Greater than a definition: sports should be about unity, not gatekeeping
It’s time to stop worrying about what defines sports and instead focus on the passion within them
It’s very easy to pick apart someone’s knowledge of the subjects we love. Even if it isn’t right, gatekeeping sometimes happens instinctively. From movies to music, anything that can be enjoyed will have someone there to “protect” the purity of the entertainment form from “casual” fans. Sports is no exception.
Some people have taken up the charge of gatekeeping the definition of sports, what a sport can and can’t be. Esports and motorsports can’t be sports because they aren’t physical enough. Cheerleading and figure skating can’t be sports because they’re too "girly." Here’s a bold idea: sport doesn’t need a definition, and there isn’t much of a point in crafting one.
Definitions change over time. Did you know that the word "egregious" was defined as exceptionally good? Now the word has literally the opposite meaning.
When the meanings of words change over time, it’s called a semantic change. Sports have gone through a semantic shift to the point where the original definition of a sport doesn’t apply anymore because of the changes in our society, such as advancements in technology.
People will always quarrel over the legitimacy of certain sports, but the change in semantics shouldn’t matter, because what is considered a sport now will more than likely continue to evolve as time passes.

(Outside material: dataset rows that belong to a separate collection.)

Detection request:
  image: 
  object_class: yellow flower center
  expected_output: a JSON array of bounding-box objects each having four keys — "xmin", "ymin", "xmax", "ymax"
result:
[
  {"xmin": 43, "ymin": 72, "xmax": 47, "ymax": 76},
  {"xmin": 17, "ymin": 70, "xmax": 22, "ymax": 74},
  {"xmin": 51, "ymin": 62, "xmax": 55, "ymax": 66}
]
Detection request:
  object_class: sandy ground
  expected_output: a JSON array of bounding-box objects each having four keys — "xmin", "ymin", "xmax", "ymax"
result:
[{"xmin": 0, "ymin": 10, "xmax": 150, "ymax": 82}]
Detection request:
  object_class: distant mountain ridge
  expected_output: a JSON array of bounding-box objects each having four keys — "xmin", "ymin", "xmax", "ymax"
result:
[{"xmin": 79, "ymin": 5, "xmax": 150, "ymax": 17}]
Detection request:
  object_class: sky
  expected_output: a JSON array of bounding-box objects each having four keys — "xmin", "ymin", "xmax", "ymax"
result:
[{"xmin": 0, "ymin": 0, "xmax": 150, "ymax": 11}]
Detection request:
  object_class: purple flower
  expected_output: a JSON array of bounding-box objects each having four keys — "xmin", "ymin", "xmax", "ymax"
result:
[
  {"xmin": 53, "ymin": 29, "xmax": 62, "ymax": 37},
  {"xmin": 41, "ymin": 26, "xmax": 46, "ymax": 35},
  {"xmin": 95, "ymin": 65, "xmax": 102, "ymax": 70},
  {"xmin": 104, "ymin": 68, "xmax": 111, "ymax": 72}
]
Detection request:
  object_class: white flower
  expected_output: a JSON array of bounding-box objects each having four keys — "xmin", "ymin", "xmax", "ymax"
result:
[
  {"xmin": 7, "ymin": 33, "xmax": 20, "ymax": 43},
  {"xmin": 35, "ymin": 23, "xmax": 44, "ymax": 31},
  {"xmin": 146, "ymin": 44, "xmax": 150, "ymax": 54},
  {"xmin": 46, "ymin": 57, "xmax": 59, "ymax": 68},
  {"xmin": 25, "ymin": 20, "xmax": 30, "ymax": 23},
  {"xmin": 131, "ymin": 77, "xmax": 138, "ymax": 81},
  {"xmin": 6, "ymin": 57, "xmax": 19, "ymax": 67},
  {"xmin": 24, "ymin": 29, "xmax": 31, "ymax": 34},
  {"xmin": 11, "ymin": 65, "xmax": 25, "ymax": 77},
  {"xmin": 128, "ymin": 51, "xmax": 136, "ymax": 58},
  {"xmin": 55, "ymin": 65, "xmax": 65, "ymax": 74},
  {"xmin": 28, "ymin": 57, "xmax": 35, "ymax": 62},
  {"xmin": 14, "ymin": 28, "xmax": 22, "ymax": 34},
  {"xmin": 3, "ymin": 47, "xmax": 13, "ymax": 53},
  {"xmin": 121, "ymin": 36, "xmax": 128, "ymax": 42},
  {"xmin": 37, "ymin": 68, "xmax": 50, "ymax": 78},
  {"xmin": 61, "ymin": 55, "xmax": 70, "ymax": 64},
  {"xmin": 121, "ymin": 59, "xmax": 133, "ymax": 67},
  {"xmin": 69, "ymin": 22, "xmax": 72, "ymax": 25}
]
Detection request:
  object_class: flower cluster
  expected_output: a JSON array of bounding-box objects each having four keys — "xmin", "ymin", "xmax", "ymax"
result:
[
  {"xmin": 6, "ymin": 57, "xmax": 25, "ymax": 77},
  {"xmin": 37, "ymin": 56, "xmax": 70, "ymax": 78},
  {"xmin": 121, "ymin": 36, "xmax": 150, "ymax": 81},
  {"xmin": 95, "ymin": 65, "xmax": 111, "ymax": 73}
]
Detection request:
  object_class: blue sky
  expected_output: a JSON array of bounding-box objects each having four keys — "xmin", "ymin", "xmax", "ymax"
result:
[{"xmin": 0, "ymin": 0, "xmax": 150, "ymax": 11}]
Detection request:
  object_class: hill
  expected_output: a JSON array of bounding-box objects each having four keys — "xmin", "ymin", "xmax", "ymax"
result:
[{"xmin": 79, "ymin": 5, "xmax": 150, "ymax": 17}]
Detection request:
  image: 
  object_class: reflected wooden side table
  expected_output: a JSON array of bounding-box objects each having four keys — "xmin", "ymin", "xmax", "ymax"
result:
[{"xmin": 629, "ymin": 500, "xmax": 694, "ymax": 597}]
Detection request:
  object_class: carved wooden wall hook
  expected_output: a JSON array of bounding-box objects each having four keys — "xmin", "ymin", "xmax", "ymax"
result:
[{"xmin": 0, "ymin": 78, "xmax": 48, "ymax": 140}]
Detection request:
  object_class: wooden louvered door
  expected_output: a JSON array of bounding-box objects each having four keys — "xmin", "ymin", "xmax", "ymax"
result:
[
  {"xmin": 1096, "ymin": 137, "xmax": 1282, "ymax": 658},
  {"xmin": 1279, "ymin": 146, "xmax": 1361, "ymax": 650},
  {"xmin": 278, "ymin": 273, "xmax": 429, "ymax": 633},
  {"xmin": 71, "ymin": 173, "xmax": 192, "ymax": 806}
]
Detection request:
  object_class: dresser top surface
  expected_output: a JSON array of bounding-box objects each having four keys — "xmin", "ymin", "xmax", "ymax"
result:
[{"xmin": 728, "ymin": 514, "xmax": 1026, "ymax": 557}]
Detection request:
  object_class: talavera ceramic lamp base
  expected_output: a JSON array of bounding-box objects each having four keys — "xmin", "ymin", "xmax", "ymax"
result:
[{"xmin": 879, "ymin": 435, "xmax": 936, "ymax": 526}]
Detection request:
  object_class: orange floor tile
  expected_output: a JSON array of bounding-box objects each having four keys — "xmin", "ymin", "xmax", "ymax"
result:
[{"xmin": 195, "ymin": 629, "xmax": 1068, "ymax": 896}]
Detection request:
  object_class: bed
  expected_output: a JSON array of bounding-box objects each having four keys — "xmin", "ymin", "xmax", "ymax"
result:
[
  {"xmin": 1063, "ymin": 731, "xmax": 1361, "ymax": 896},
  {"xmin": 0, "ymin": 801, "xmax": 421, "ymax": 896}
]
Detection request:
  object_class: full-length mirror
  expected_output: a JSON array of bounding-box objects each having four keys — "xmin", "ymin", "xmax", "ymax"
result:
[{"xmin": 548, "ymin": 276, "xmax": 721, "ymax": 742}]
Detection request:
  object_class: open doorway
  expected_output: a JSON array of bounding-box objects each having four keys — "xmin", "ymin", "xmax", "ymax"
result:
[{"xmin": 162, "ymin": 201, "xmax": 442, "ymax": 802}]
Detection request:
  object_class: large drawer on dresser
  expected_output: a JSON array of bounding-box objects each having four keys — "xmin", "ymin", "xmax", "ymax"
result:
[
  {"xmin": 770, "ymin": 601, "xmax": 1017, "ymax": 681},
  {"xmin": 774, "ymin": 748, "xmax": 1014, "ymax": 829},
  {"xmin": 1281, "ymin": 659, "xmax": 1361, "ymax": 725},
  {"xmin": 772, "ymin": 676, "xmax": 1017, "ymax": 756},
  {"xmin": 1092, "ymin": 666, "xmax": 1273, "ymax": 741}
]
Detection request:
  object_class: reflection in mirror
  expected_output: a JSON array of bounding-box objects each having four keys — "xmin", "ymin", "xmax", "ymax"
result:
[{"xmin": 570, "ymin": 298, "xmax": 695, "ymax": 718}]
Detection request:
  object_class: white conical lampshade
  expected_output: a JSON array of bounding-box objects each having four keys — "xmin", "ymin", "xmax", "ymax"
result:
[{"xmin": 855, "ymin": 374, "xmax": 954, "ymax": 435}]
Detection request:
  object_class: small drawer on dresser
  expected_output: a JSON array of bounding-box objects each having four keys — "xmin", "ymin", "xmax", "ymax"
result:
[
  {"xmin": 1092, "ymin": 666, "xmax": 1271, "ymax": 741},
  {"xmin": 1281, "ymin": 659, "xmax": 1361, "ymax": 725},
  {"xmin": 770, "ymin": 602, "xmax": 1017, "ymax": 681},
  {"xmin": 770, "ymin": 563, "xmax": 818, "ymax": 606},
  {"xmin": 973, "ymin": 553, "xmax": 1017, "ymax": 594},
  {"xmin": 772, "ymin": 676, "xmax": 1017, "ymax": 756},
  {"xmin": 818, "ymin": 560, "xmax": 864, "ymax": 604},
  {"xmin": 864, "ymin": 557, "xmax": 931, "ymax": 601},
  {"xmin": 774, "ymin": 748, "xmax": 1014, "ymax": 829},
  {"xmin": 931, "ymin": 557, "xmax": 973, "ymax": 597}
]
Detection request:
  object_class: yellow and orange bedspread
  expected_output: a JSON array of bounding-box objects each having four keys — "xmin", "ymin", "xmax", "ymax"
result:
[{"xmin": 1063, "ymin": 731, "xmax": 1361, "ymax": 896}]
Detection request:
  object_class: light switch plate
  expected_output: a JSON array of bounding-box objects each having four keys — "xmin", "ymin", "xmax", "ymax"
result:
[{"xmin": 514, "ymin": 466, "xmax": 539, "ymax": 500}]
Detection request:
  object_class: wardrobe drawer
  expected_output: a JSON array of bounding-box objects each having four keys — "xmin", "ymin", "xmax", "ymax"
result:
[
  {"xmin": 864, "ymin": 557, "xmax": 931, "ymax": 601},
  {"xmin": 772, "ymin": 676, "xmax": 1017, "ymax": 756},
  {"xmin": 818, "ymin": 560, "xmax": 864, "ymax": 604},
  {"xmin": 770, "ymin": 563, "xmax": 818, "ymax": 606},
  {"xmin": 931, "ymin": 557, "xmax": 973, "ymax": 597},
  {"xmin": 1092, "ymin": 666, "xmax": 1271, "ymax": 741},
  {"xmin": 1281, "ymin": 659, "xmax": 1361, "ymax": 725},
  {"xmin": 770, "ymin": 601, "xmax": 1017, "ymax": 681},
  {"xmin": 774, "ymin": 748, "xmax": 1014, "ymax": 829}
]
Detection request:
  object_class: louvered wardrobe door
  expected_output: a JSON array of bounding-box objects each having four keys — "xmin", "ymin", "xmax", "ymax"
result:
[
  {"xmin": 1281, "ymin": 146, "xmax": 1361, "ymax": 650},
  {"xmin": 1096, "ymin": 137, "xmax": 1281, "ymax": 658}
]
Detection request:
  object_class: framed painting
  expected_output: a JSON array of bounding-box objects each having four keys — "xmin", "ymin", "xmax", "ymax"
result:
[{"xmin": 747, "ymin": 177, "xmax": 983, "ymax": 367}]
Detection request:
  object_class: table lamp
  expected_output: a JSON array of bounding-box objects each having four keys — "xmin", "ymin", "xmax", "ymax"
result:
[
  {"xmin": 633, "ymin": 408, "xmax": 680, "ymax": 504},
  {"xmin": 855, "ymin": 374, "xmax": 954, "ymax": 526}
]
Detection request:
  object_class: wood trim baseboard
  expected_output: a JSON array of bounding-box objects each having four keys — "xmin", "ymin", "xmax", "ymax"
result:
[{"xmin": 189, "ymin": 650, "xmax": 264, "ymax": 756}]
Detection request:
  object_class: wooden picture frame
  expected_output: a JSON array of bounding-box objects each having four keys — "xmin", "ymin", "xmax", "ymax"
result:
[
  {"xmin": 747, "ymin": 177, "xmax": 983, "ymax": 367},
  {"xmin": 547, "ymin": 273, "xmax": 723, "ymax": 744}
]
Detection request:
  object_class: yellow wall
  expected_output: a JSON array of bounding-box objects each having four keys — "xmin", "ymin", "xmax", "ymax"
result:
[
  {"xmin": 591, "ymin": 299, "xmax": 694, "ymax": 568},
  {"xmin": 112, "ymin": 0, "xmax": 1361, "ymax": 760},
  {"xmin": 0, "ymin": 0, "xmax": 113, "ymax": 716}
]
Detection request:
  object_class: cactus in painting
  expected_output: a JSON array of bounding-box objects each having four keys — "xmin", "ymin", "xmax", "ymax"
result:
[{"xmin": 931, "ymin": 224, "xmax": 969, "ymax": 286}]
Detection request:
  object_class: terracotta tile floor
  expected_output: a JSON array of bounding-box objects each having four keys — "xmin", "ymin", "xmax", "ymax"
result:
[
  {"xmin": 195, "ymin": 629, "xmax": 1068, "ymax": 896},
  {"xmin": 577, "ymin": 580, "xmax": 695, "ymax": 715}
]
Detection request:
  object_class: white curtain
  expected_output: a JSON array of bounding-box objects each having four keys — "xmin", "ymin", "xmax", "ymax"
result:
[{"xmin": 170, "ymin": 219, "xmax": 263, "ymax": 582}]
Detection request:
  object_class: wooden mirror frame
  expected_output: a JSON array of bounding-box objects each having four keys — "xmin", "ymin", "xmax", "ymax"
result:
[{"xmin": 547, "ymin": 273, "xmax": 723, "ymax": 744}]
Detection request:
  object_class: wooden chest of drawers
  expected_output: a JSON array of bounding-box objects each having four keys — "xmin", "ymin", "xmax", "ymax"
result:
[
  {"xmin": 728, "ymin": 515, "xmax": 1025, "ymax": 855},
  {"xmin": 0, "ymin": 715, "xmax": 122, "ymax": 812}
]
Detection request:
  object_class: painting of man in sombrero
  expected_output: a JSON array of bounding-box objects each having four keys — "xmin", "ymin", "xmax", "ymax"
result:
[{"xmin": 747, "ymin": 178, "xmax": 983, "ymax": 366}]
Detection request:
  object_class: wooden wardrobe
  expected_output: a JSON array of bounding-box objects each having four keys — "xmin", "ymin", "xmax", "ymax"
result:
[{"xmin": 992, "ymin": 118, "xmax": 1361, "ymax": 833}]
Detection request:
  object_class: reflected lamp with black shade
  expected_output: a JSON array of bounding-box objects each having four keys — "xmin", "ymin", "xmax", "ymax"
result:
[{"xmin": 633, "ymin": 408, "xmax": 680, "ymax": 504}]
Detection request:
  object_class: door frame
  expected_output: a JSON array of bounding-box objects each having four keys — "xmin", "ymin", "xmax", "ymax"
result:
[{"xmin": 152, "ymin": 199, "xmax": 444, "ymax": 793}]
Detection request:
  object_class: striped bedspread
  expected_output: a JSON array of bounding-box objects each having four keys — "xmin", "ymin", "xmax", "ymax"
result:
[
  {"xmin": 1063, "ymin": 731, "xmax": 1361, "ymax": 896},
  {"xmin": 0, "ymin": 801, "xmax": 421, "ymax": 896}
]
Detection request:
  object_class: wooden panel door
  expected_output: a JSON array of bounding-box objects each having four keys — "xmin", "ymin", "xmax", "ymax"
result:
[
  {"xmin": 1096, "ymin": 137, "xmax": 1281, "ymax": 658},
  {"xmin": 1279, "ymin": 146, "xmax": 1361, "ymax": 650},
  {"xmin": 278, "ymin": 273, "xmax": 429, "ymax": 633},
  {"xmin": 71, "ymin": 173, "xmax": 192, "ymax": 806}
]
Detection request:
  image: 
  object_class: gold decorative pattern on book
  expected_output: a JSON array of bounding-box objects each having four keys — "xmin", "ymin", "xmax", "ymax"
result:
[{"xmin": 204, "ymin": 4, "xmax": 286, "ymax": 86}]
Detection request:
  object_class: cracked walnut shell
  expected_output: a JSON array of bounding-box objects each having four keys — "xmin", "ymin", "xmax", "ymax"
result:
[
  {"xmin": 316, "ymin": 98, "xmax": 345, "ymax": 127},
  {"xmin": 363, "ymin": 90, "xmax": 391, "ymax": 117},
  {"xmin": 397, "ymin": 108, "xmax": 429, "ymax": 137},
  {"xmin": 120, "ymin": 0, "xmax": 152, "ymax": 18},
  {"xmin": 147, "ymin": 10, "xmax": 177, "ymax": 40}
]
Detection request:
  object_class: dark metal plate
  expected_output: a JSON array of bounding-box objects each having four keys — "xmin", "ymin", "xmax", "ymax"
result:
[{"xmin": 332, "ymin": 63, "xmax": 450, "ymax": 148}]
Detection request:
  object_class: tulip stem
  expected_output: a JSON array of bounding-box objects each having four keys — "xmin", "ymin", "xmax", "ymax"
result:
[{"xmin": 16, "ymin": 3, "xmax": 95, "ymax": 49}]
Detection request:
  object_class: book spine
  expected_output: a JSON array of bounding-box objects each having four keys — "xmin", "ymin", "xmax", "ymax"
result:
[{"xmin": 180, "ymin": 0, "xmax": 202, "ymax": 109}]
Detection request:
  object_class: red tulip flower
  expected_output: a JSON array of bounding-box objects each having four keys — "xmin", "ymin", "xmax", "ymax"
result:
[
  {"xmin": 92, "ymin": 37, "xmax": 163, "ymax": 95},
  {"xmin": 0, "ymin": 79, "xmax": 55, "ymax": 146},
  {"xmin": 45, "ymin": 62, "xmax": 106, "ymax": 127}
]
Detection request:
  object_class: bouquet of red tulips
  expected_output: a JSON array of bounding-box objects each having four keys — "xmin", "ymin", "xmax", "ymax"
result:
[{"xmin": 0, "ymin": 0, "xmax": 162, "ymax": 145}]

There are plenty of good reasons to love sports and the spotlight should be on that: the love of the game, teamwork and collaboration
The criteria for what makes a sport has broadened from when they were only physically demanding. Nowadays, the options are endless, encompassing things like esports and robotic competitions, which don’t fit the normative boundaries of sports that we knew growing up.
Other things that have changed the traditional definition of sports include the normalized participation of women and improved technological capabilities to connect to different sports around the world.
It’s easy to get defensive when the traditions of sports become a topic of discussion; when newer sports feel unfamiliar because they don’t look like what society is accustomed to. All of the well-established sports in today’s society went through the same questioning period at some point compared to the sports that were popular in the past. For example, baseball was seen as a spinoff of cricket and American football was derived from rugby.
Personally, the only rule I have when it comes to sports is that the athlete needs to have some sort of control when competing. This can apply to sports whose authenticity is hotly contested such as sports that involve vehicles, like sports car racing where you have to be behind the wheel, or esports where you have to use a keyboard and mouse. Even if you aren’t being physically challenged, the same effort in the exertion of concentration still applies where all the focus is on completing the task ahead.
NFL agent Leigh Steinberg, who was the inspiration for the 1996 film Jerry Maguire makes an interesting case on the qualifications of a sport. After an argument in his office about the validity of esports and TV stations dedicated to sports like ESPN showing poker and cornhole tournaments, his thesis was that what qualifies as a sport will vary from person to person, but the fact that they are televised will draw people in.
Sports can be defined in whichever way you want, but what has always been the defining factor of sports is the passion and drive an individual has for it
Those who look to define sports can find the obvious faults in each other’s cases. The fact that low-contact sports are not as physical as football, hockey or competitive fighting gives the perception that the value of these sports isn’t as significant.
But all of the aforementioned examples have the competitive aspect that embodies the sports that take place on the field or the rink; the space on which the game is played is just different.
Any activity that has a basis in competition could be considered a sport. In South Korea, there’s an annual competition based on just sitting and staring out into space without losing focus or falling asleep. Collectively, we need to take that approach and be more relaxed when it comes to defining sports. There are plenty of good reasons to love sports and the spotlight should be on that: the love of the game, teamwork and collaboration.
“What qualifies as a true sport may be the grist for endless arguments, and the only certainty may be in the eye of the beholder,” Steinberg says in the article. Sports can be defined in whichever way you want, but what has always been the defining factor of sports is the passion and drive an individual has for it.
While sport has changed, one of its greatest strengths remain constant: its power to unite people from different backgrounds into a common interest, whether playing for a team collectively or cheering for one. When we argue we lose sight of that principle, and need to rediscover the meaning of unification over the love of this thing we call sport.